I was an Applied Mathematics major in college and was seeking ways to apply my math in a “socially responsible” way. Given the times, and I’m dating myself here, this means I wanted to avoid the “war machine,” and in that quest I happened upon an intro course in demography. I was fortunate enough to have been taken under the wing by an eminent mathematical demographer and he launched my career simply with a good word to a potential employer. I took that demography job it turned out to be an extraordinary position for a guy who was really a babe in the woods, and in Honolulu, of all places upon graduation to test the waters before I committed to the long haul that was necessary for a Ph.D. I loved it and I went on to obtain my doctorate at Princeton, where there, too, I worked essentially under the private tutelage of a great mathematical demographer. More than learn the facts and figures of demography, the greatest benefit I drew from graduate school was to learn how to “think demographically” (yes, there is such a thing).
What drove you to create the CUNY Institute for Demographic Research?
I was thrilled to join the Baruch faculty back in 1999. But demographic research was scattered around CUNY and I wanted to belong to a community of scholars that would be greater than merely the sum of its parts. A couple of other CUNY faculty and I approached the CUNY Central Administration and proposed the creation of both the CUNY Institute for Demographic Research (otherwise known as CIDR), of which I am the Director, and the Demography Certificate Program, now under the terrific leadership of Shiro Horiuchi of the CUNY School of Public Health. One can earn a five-course certificate en route to a doctorate in any major discipline (e.g., Sociology, Economics, and Public Health). Strangely enough, there was no demography program in New York and we believed it was an important niche to be filled. To create a strong program, CUNY gave us nine faculty lines in demography a remarkable commitment by the University three of whom were outstanding appointments at Baruch Deborah Balk, Frank Heiland, and Na Yin.
What is the Institute’s most notable contribution in the field?

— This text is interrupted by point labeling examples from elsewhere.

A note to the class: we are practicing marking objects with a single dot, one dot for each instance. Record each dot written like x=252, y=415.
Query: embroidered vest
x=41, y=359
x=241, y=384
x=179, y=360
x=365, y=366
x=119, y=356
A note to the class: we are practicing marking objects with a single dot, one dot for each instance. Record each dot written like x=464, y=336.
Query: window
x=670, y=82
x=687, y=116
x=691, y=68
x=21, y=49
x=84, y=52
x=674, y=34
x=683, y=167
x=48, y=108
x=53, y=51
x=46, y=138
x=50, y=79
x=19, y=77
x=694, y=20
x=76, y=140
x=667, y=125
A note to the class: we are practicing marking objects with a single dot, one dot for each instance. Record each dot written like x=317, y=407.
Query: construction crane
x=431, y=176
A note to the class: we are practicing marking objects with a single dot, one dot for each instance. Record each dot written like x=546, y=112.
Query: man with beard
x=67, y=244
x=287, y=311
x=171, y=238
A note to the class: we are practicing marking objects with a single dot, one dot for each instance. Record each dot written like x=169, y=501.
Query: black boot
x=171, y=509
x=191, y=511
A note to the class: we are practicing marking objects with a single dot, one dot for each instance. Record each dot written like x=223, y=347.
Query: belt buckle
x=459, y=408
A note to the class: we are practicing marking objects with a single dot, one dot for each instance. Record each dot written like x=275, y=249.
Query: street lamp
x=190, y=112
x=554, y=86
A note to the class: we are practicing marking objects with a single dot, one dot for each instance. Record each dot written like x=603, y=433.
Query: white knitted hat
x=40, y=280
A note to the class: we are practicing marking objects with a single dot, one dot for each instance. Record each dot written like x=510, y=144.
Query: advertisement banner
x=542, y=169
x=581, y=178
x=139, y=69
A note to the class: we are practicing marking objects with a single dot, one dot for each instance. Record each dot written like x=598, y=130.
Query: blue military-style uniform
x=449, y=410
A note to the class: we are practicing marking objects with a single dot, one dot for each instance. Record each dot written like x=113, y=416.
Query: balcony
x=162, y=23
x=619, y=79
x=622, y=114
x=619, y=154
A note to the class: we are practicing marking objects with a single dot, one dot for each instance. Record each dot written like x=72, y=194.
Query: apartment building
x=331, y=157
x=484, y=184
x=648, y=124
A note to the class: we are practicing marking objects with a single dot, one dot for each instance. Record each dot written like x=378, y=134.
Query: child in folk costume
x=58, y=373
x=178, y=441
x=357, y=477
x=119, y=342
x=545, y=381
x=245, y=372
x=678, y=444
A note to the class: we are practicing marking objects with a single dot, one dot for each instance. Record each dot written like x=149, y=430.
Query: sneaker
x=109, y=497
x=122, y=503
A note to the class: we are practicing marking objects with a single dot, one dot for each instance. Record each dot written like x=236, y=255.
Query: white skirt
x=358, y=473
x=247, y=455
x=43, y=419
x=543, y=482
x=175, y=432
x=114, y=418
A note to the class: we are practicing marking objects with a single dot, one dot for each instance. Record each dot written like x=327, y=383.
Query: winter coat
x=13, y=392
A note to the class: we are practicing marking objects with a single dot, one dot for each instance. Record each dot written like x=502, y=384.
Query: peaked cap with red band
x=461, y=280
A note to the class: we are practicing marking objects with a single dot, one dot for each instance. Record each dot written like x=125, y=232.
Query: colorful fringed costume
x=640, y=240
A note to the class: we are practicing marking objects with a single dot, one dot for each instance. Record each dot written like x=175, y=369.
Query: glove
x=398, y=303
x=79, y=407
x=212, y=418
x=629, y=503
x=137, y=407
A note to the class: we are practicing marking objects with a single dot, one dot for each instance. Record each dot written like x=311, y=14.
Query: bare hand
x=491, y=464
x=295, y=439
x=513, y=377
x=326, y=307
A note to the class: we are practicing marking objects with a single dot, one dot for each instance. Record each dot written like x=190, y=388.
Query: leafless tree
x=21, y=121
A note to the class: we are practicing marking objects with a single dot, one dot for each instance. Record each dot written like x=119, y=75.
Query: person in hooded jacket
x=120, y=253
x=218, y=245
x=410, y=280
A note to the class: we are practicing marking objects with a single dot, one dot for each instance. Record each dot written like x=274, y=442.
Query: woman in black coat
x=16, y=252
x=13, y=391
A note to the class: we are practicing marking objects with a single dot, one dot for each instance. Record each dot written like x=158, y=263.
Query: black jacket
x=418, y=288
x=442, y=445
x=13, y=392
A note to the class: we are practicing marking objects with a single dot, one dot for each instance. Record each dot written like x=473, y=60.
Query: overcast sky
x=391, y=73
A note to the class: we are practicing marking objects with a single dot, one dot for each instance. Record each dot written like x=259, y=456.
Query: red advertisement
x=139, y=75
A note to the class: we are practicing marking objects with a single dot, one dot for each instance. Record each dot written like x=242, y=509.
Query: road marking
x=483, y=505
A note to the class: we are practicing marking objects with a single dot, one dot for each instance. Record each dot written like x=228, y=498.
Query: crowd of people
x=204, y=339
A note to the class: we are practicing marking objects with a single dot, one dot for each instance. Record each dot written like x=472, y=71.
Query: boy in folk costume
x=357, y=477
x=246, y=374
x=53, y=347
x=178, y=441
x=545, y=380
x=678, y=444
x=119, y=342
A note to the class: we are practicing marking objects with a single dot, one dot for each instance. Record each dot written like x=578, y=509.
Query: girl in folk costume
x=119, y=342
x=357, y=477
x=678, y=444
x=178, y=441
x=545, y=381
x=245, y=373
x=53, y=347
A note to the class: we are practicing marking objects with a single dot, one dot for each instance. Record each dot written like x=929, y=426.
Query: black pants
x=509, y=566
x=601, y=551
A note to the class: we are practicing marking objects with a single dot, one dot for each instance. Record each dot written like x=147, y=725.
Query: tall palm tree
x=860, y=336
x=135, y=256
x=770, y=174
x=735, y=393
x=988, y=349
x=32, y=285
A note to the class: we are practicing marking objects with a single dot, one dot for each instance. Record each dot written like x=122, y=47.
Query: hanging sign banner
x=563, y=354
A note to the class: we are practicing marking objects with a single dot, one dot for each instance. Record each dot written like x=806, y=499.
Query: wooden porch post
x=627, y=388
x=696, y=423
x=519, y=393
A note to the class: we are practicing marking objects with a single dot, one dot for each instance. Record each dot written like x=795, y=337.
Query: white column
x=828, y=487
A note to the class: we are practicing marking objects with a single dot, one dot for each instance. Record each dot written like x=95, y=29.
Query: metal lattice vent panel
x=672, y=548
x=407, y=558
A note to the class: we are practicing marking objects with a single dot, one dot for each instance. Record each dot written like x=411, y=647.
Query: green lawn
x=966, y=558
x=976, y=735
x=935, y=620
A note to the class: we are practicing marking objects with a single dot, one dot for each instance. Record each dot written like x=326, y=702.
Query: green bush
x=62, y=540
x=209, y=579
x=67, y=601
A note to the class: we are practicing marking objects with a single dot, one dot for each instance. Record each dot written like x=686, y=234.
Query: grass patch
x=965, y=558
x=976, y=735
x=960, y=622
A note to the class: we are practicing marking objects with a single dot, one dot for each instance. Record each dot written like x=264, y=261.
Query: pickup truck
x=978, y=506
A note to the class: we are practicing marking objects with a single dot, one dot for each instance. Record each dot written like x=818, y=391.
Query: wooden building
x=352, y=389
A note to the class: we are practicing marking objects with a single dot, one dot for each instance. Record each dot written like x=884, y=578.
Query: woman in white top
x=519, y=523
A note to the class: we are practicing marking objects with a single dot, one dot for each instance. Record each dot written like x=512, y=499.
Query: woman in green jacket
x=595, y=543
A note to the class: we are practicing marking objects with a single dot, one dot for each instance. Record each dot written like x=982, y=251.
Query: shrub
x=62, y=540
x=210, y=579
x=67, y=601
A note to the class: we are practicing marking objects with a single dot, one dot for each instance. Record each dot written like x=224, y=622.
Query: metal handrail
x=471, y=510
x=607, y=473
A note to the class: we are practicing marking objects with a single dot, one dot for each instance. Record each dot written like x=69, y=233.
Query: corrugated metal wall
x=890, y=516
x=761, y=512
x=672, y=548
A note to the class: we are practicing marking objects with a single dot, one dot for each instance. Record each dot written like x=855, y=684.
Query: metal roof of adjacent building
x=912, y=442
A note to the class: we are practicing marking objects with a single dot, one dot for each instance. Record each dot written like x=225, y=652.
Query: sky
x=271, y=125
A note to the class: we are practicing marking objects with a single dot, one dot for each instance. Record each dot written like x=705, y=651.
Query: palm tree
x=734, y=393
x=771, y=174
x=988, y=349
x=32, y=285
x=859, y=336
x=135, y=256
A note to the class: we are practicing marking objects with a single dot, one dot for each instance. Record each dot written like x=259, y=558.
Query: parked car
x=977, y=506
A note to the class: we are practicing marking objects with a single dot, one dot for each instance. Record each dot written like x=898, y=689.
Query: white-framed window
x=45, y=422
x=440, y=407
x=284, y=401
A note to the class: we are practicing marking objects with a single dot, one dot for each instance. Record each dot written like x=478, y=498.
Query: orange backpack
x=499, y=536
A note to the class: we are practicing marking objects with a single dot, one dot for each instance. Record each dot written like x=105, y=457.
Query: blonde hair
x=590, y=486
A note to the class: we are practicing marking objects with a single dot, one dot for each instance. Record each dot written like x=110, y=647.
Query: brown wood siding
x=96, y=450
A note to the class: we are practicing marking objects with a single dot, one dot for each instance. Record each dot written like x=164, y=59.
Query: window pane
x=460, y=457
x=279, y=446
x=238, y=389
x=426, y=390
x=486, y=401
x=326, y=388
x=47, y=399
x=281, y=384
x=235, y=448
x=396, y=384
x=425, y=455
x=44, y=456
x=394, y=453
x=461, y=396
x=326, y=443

Notable scholarly contributions must include the pathbreaking spatial demographic work by Deborah Balk, who was named an Andrew Carnegie Fellow this past year, and poverty research by Sanders Korenman and Dahlia Remler, who are CIDR Faculty Associates, that resulted in the development of a new measure of poverty that improves greatly upon the flawed measure that has been used by the Federal government for decades. The wonderful research among CIDR faculty notwithstanding, I have to say I am most proud, however, of the contribution made by CIDR to graduate student education. We have created a welcoming intellectual home, where graduate students and faculty learn much from each other every day in both formal and informal ways.

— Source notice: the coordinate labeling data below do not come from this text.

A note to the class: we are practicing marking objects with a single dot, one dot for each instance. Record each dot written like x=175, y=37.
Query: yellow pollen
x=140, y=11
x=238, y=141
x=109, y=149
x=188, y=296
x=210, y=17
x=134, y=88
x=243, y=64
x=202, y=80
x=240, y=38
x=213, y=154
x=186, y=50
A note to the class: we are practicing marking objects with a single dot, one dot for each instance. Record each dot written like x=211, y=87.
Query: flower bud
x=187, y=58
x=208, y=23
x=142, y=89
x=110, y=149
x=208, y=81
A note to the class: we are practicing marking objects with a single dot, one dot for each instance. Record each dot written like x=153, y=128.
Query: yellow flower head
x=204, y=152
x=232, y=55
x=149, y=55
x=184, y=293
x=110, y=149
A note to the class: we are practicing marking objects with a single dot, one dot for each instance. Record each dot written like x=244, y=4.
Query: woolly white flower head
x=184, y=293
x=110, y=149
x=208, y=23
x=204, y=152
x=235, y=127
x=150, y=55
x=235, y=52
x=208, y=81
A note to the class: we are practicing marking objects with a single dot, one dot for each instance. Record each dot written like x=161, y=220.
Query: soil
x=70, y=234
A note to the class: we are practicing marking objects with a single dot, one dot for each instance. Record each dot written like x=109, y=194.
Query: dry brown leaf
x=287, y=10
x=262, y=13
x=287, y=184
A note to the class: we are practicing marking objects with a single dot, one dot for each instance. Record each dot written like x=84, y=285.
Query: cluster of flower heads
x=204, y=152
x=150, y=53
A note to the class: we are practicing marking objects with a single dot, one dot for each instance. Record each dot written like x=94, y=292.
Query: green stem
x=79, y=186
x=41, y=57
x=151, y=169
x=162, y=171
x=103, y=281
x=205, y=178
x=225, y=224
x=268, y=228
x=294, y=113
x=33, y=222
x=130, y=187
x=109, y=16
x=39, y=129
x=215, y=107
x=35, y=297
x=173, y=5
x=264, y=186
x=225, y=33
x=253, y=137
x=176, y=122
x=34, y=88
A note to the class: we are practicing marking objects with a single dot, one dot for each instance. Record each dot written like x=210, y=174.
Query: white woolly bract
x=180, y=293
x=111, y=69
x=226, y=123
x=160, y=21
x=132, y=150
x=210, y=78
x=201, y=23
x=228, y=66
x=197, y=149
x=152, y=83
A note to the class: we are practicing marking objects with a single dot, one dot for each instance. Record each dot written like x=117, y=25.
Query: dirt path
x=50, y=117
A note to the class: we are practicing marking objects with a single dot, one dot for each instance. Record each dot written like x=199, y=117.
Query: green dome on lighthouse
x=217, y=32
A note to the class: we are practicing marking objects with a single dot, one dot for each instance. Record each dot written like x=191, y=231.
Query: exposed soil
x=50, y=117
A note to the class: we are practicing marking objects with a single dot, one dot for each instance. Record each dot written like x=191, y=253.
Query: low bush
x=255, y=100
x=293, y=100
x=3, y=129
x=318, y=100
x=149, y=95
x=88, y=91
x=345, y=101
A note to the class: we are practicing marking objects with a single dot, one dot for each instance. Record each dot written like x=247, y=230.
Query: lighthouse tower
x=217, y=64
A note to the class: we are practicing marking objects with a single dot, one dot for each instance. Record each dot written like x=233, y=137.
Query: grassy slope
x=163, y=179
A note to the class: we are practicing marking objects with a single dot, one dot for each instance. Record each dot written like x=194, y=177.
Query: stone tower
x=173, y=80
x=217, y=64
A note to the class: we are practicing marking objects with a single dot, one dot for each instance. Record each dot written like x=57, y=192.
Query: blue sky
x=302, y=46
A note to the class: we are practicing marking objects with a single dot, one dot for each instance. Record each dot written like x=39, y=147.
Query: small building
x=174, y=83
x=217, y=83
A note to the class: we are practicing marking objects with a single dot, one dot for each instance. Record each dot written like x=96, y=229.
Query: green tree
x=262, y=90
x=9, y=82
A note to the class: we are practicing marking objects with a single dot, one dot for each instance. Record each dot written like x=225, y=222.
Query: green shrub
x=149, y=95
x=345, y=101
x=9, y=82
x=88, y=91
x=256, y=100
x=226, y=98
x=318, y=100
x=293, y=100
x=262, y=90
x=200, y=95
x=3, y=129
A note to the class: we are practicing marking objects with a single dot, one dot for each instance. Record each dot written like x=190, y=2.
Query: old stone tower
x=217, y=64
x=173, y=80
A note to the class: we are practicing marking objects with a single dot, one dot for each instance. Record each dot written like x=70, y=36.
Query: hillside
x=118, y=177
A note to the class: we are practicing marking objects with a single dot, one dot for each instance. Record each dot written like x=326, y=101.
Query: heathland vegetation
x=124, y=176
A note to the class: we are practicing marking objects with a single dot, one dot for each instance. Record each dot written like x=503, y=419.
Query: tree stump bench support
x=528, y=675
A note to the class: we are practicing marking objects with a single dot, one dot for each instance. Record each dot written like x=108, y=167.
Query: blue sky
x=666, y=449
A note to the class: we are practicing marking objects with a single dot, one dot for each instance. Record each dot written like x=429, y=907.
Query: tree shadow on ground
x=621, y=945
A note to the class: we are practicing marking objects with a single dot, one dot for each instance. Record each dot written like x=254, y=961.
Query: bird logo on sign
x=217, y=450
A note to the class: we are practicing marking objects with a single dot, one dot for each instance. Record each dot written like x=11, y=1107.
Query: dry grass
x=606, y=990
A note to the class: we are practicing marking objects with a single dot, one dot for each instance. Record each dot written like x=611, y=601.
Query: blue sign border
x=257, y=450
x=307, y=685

What are some of your current research projects?
I’m in the midst of several ongoing projects, one of which is on the demography of civil conflict. This is in collaboration with a former MPA student at Baruch, Bochen Cao, who went on to complete a Ph.D. in Demography at the University of Pennsylvania and is a truly exceptional young scholar. We’re developing forecasting models to try to understand what kinds of factors demographic, environmental, social, economic, political, etc. tend to raise the odds of conflict around the world. Ultimately, our objective is to be able to identify “hot spots,” namely, those countries at relatively high risk of experiencing armed conflict at some time in the next several years. The hope is that, upon identification, other nations may be in a position to provide positive interventions that would cool down these areas and reduce the likelihood of conflict.
I’m also working with two doctoral students, Timothy Roeper in Economics and Eric Ketcham in Sociology, on the economic well-being of women subsequent to divorce and on the demography of same-sex unions (i.e., marital and nonmarital), respectively. It’s very exciting work and I’m fortunate to be working with the two of them.